Hello,
Synopsis: We have a few 3 member MySQL CE 8.0.34 Galera Clusters. We perform automated patching of servers using dnf-automatic install timers on a weekly basis, which includes a reboot if applicable. For Galera cluster members, we space server reboots 15 minutes apart. We do not automate the update of wsrep-mysql-server or galera-4, and only perform that manually.

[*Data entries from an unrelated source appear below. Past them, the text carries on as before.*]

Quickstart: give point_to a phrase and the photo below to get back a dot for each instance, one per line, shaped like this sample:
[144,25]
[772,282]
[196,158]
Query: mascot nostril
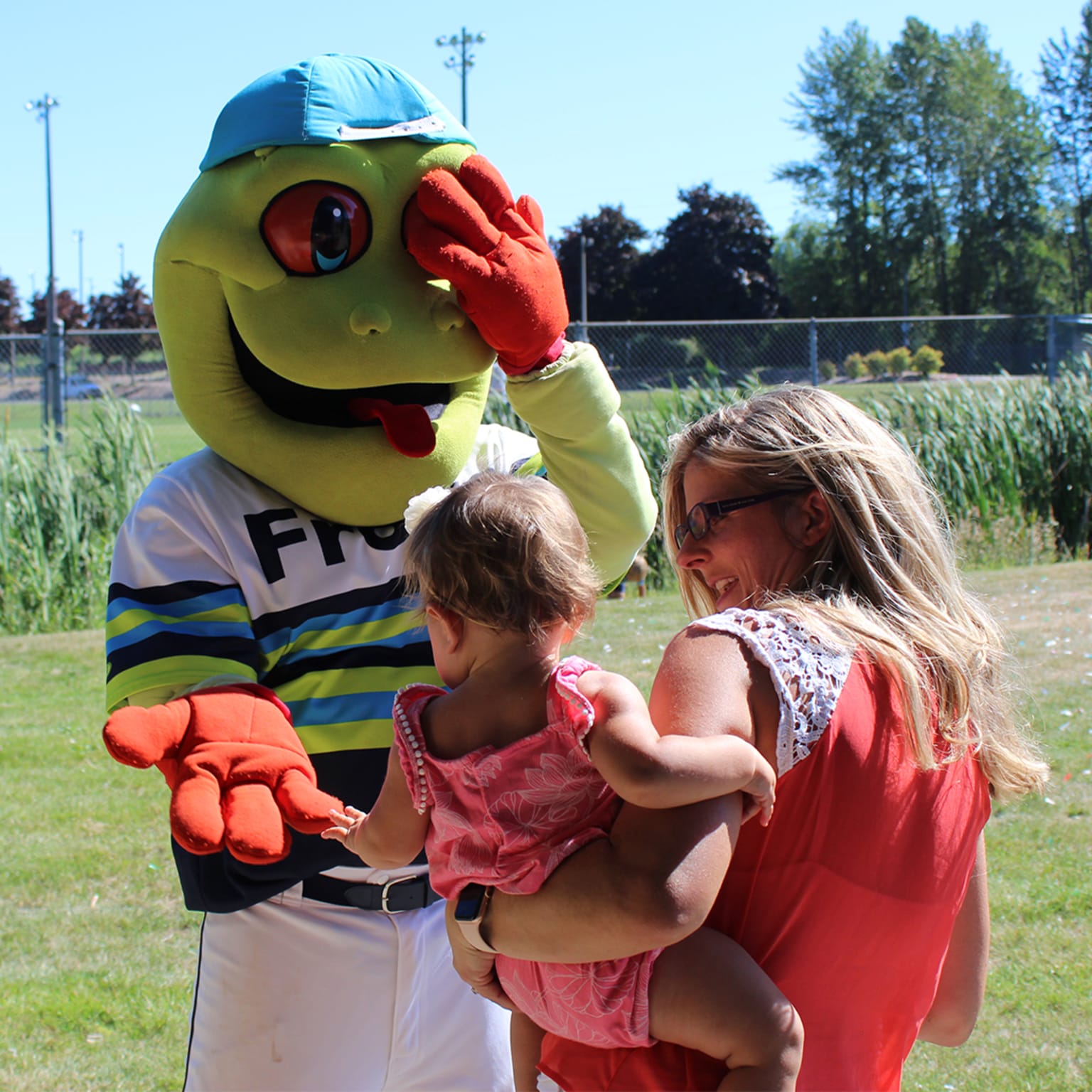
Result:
[257,587]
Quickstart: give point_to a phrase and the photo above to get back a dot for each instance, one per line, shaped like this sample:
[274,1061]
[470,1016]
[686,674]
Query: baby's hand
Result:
[346,825]
[759,792]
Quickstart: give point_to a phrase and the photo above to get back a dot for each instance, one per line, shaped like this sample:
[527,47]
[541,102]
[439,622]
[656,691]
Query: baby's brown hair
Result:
[505,552]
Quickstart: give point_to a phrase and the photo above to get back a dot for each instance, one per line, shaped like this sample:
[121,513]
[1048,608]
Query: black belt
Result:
[407,892]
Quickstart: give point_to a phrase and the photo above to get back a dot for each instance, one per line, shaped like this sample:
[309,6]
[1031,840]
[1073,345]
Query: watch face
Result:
[470,902]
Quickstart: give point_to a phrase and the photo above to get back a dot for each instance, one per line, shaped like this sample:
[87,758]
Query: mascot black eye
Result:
[316,228]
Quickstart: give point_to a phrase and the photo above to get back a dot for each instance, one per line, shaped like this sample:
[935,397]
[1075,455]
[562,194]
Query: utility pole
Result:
[464,61]
[77,235]
[54,395]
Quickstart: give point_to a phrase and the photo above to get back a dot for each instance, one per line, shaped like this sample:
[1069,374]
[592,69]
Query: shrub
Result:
[927,360]
[899,360]
[877,364]
[854,366]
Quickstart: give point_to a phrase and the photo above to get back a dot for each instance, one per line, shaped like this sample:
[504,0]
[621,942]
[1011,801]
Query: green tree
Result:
[129,309]
[69,310]
[713,261]
[842,103]
[11,307]
[809,263]
[928,171]
[997,151]
[611,256]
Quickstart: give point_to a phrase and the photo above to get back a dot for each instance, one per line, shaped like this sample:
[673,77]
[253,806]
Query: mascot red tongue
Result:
[257,601]
[409,428]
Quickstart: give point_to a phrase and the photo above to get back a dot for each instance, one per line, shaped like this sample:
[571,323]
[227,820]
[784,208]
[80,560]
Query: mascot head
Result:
[305,344]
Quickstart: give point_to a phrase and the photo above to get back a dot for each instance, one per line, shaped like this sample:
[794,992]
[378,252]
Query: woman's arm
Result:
[962,983]
[655,878]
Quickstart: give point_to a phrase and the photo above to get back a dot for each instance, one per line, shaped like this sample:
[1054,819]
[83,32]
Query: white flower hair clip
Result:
[419,505]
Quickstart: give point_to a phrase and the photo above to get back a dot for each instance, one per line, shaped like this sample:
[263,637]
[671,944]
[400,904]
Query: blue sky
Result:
[580,103]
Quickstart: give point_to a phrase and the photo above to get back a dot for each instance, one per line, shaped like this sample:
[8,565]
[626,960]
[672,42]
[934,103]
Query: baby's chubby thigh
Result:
[603,1004]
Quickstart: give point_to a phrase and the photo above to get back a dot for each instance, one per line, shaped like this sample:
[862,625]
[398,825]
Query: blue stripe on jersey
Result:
[410,651]
[338,606]
[205,631]
[169,643]
[270,640]
[175,601]
[342,709]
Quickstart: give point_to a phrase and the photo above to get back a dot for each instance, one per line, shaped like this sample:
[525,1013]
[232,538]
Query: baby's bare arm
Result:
[670,770]
[392,833]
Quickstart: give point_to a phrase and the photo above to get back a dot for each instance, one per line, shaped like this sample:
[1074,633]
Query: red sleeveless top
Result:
[847,900]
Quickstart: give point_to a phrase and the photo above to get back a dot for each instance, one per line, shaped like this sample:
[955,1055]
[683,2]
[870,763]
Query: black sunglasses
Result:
[700,518]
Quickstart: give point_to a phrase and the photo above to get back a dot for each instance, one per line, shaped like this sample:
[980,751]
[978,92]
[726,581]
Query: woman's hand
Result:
[473,965]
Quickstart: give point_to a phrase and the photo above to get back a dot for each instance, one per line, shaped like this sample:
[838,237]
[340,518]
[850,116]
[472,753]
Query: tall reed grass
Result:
[60,508]
[1012,462]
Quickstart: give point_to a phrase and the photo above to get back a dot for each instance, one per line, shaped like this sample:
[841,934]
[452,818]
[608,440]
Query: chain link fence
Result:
[810,350]
[130,365]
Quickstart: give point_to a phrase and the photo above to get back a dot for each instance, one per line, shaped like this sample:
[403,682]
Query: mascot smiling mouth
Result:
[405,411]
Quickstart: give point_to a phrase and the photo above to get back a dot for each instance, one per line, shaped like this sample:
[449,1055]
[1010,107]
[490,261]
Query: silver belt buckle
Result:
[387,888]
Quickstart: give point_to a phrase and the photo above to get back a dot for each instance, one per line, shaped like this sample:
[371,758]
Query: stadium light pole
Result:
[53,409]
[464,60]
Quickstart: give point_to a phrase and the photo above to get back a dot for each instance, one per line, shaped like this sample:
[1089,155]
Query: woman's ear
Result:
[812,519]
[446,625]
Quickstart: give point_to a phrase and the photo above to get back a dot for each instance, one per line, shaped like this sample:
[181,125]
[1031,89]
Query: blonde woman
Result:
[835,635]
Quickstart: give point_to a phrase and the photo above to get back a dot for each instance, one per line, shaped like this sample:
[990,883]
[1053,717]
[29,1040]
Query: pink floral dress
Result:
[508,817]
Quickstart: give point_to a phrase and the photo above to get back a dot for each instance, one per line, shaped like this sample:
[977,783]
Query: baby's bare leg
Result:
[527,1037]
[709,995]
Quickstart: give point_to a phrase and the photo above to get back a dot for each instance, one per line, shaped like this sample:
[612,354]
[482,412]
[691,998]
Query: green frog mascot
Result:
[332,294]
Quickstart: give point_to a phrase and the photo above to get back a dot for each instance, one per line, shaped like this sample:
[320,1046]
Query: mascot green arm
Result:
[572,407]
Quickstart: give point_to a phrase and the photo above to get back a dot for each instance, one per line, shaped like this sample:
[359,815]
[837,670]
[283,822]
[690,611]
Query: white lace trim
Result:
[807,674]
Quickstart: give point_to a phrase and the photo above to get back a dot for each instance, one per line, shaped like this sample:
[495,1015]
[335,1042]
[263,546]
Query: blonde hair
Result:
[884,581]
[507,552]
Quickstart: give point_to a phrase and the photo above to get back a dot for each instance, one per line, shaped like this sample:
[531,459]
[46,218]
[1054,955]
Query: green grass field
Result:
[99,953]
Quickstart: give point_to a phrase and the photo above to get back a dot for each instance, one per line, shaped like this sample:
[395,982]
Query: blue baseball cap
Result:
[329,99]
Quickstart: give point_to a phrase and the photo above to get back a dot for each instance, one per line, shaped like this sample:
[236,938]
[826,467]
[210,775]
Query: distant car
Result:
[81,387]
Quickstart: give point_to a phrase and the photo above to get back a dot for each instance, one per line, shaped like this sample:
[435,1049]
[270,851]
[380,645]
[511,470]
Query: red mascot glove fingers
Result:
[235,766]
[466,228]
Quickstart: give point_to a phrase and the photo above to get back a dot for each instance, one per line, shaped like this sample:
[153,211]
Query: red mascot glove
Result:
[466,228]
[235,767]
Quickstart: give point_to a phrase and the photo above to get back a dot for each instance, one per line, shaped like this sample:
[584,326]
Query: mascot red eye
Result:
[316,228]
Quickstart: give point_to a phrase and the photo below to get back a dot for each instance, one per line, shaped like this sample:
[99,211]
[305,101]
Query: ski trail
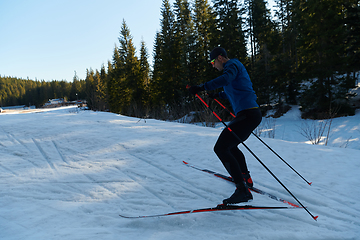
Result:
[51,164]
[176,177]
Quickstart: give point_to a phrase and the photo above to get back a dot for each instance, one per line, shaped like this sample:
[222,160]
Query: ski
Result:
[253,189]
[220,207]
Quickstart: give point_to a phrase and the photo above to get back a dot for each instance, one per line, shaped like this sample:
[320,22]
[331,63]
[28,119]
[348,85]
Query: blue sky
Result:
[50,39]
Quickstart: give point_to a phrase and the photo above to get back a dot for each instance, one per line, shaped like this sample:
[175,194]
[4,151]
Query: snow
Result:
[68,174]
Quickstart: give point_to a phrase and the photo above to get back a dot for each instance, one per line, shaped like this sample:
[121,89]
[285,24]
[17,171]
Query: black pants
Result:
[226,146]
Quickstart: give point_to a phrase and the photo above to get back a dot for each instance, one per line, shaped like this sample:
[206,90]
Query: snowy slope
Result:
[68,175]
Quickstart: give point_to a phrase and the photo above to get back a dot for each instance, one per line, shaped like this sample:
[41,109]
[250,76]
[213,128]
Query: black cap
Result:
[216,52]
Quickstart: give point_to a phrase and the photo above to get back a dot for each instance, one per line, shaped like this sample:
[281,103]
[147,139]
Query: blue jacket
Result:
[237,86]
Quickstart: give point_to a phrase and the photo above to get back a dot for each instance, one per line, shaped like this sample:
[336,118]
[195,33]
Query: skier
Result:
[238,90]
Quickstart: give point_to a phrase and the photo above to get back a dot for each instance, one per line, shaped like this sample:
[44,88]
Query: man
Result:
[238,90]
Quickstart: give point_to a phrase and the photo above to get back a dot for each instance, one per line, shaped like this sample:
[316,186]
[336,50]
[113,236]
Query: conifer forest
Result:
[304,53]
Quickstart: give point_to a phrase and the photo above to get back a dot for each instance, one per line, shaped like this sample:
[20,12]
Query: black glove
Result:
[195,89]
[213,95]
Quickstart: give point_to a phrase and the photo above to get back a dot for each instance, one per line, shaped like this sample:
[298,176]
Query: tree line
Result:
[306,53]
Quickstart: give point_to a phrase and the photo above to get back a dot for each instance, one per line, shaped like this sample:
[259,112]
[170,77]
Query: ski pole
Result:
[258,159]
[267,145]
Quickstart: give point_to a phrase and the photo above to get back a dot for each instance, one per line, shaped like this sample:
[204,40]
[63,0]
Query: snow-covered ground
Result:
[68,175]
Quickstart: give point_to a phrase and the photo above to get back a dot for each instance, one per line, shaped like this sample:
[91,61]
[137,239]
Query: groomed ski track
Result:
[68,175]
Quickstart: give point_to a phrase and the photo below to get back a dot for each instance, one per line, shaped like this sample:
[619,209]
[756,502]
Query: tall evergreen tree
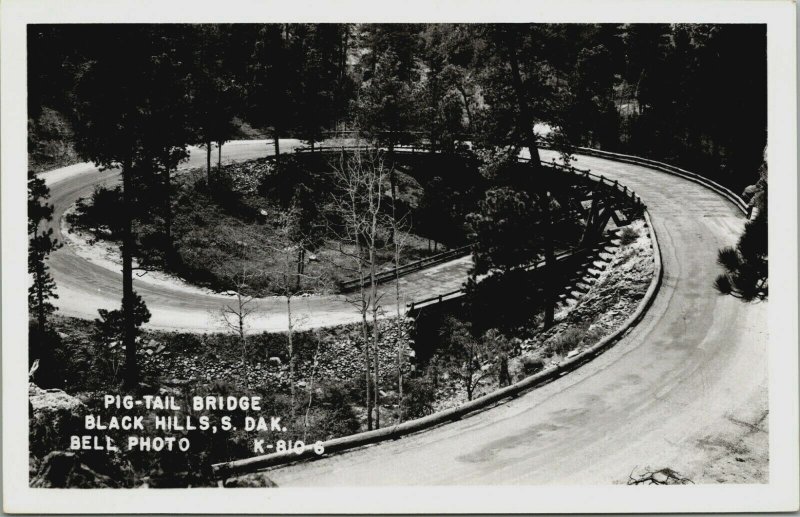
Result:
[118,127]
[40,244]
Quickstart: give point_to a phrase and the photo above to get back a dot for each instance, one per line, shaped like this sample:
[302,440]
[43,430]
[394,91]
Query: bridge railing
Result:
[237,467]
[671,169]
[412,267]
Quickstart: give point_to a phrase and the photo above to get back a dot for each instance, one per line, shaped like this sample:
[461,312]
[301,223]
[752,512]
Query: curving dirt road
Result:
[84,286]
[685,389]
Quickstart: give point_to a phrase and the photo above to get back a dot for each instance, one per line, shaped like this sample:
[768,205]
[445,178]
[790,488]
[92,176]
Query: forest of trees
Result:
[692,95]
[136,96]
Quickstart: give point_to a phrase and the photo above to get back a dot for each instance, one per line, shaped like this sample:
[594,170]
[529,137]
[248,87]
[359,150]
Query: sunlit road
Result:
[691,372]
[85,286]
[693,366]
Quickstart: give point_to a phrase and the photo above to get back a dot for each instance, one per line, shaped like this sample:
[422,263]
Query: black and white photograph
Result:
[399,253]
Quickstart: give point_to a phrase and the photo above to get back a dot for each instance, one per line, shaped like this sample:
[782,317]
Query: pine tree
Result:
[746,265]
[41,244]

Problem: We've noticed that our Galera cluster members do not rejoin during these clean sequential reboots. /var/log/mysqld reports the 1st member attempting to perform a rsync sst operation to the cluster, but it times out and fails to start. This is followed by the 2nd doing the same. The 3rd member will then reboot gracefully and write out safe_to_bootstrap: 1 to grastate.dat. This isn't desirable, as we'd expect the 1st and 2nd to have been transferred the primary view before the 3rd rebooted. Our server VMs consistently take 1-1.5 minutes to reboot. I suspect as each member goes down to reboot, the "surviving" cluster members evict the member that is rebooting. When its evicted, the evicted member comes back up and is no longer allowed to sync back due to some condition or value in place.
Sample Error:
[ERROR] WSREP: failed to open gcomm backend connection: 110: failed to reach primary view: 110 (Connection timed out)
at /home/buildbot/buildbot/build/gcomm/src/pc.cpp:connect():160
[ERROR] WSREP: /home/buildbot/buildbot/build/gcs/src/gcs_core.cpp:gcs_core_open():222: Failed to open backend connection: -110 (Connection timed out)
[ERROR] WSREP: /home/buildbot/buildbot/build/gcs/src/gcs.cpp:gcs_open():1670: Failed to open channel 'dev-mysql-8' at 'gcomm://<REDACTED - this is a list of Galera servers>': -110 (Connection timed out)
[ERROR] WSREP: gcs connect failed: Connection timed out
[ERROR] WSREP: wsrep::connect(gcomm://<REDACTED - this is a list of Galera servers>) failed: 7
Here's our Galera configuration options in /etc/my.cnf:
wsrep_cluster_address = "gcomm://<REDACTED - This is the FQDNs of the 3 servers in a comma separated list>"
wsrep_cluster_name = dev-mysql-8
wsrep_node_address = <REDACTED - This is the IP address of this member server>
wsrep_node_name = <REDACTED - this is the FQDN>
wsrep_on = ON
wsrep_provider = /usr/lib64/galera-4/libgalera_smm.so
wsrep_provider_options = "socket.ssl=1;socket.ssl_key=/etc/pki/tls/private/mysql.key;socket.ssl_cert=/etc/pki/tls/certs/mysql.crt;socket.ssl_cipher=TLS_AES_256_GCM_SHA384:TLS_AES_128_GCM_SHA256:TLS_CHACHA20_POLY1305_SHA256:TLS_AES_128_CCM_SHA256:TLS_AES_128_CCM_8_SHA256:ECDHE-ECDSA-AES128-GCM-SHA256:ECDHE-RSA-AES128-GCM-SHA256:ECDHE-ECDSA-AES256-GCM-SHA384:ECDHE-RSA-AES256-GCM-SHA384:ECDHE-ECDSA-CHACHA20-POLY1305:ECDHE-RSA-CHACHA20-POLY1305:DHE-RSA-AES128-GCM-SHA256:DHE-RSA-AES256-GCM-SHA384;socket.ssl_ca=/etc/pki/tls/certs/mysql-ca.crt;evs.keepalive_period=PT3S;evs.suspect_timeout=PT45S;evs.inactive_timeout=PT2M;evs.install_timeout=PT2M"
wsrep_sst_auth = root:<REDACTED - This is the SST Password>
wsrep_sst_method = rsync
Note: We do use TLS for Galera, and enforce a list of stronger ciphers.
Current Solution: We'll recover the cluster manually, then wait for it to occur again. For Production, we've disabled the automated patching for stability and patch as needed.
Questions:
- Is there a set of configuration options that allows a Galera cluster to be rebooted in a methodical way?
- Is there an issue with our current configuration options at present?
- Does Galera recognize a scheduled reboot through systemd, and prevent rejoining members from performing a rsync sst?
Thanks for any help! We've hunted down this issue for a while, but wanted to get some ideas from the community.